TE’VİLİ: Hacer’ül Esved’in Âdem(as.) zamanında inmiş olması, Âdem’in var olması ile birlikte kalbin onun zamanında ortaya çıkmasına işârettir. Kâbe’nin iki kapısının olması, nûr ve zûlmet âlemi mârifetinin onun zamanında zuhûr etmesine işarettir. Meleklerin Âdem’i karşılamaları hayvanî ve bitkisel kuvvetlerin bedene taallûk etmesine, 40 fersah da balçığının yoğrulduğu 40 güne işarettir.

Kâbe’nin tûfan vakti Semâ’ya yükseltilmesi, NÛH zamanında heva ve cehâlet tûfanının baskın gelmesinden dolayı insanların kalp makâmından perdelenmelerine işârettir. Kâbe’deki iki kapıdan birinin kapatılması, İbrâhim (as.)’ın kalp makamından rûh/sır makamına yükselmesidir. İbrâhim(as.) TEVHİD’in babasıdır. Hacer’ül Esved (karataş), rûha işarettir. Dağın yarılması rûhun bedenle örtülmesidir. Hacer’ül Esved’in kararması, nefsâni kuvvetlerin kalbe galip gelip istilâ etmesi ve kalbin rûh cihetindeki nûrani yüzünü karartması demektir.

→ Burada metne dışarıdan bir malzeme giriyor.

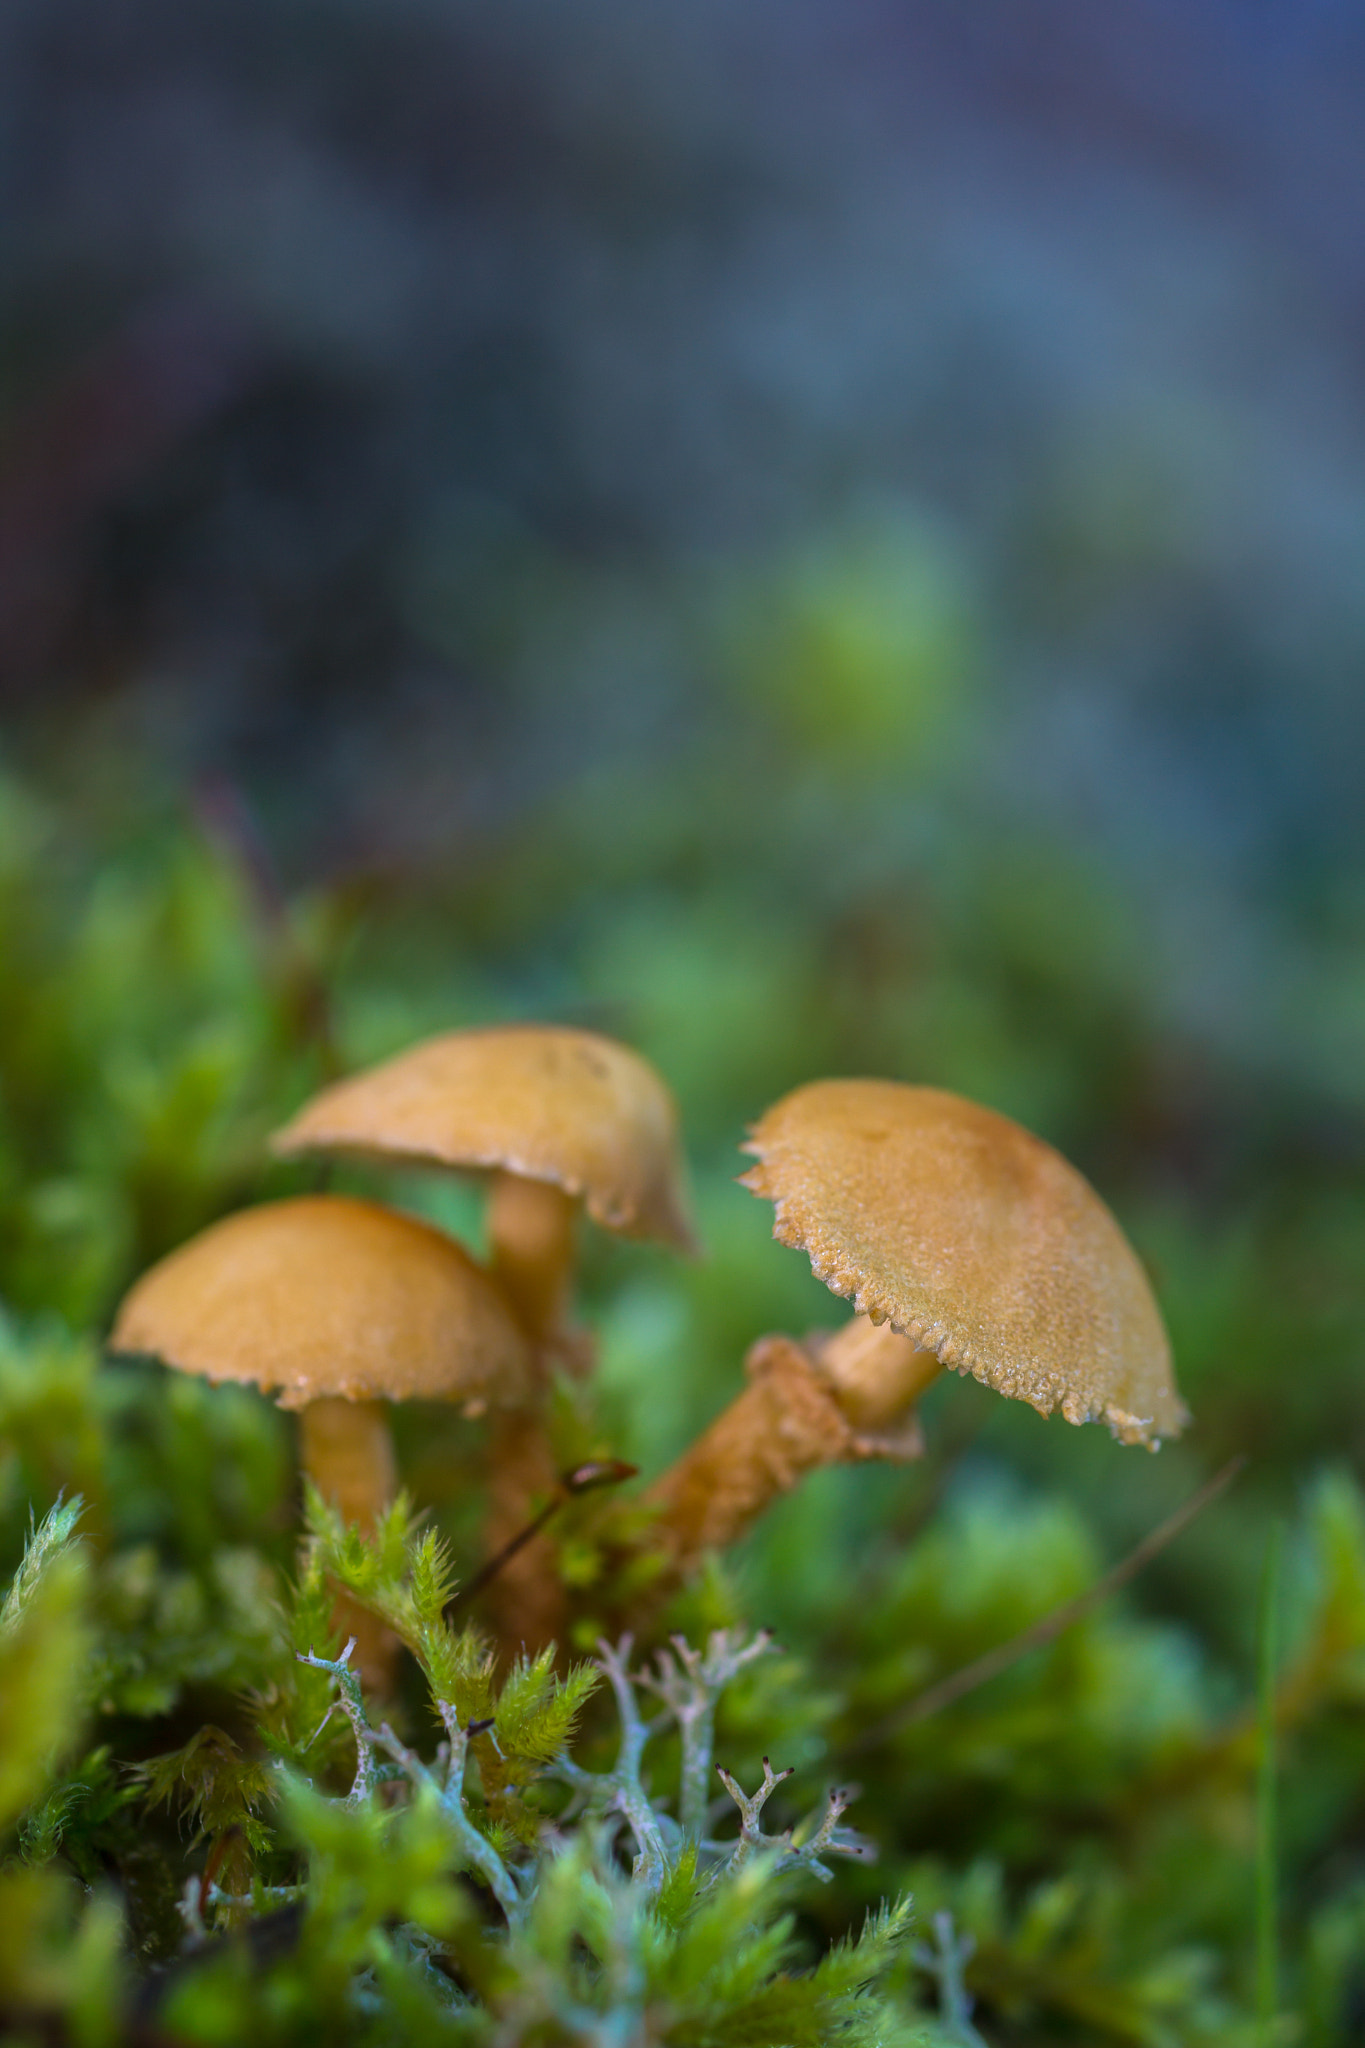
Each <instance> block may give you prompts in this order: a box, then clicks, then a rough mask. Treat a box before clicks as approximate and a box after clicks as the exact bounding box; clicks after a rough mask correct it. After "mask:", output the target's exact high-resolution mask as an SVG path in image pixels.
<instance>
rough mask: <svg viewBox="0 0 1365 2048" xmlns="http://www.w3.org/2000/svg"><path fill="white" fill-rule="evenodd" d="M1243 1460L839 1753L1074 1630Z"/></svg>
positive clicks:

Allah, ilâhi bir sır nedeniyle, Ev’ine dört rükün yerleştirmiştir. Kâbe altıgen olduğu için, gerçekte bunlar üç rükündür. Üç rükünden birincisi ‘’Hak kaynaklı’’ (Hacer’ül Esved, Hz. Muhammed), ikincisi ‘’Melek kaynaklı’’ (Yemen, Hz. Îsâ), üçüncüsü ‘’Nefis kaynaklı’’ (Şam, Hz. Âdem) düşüncedir. Nebilerin kalpleri de böyledir. Tıpkı Kâbe’nin şekli gibi üçgen şeklindedir. Müminlerin kalpleri ile Peygamber-Nebilerin dışındaki korunmuş kimselerin kalpleri ise dörtgen şeklindedir. Buradaki dördüncü rükün ‘’Şeytan kaynaklı’’ (Irak, Hz. İbrâhim) düşüncedir. Bu nedenle bu rükne gelinince ‘’Bölücülükten, ikiyüzlülükten ve kötü ahlâktan Allah’a sığınırım’’ denilir.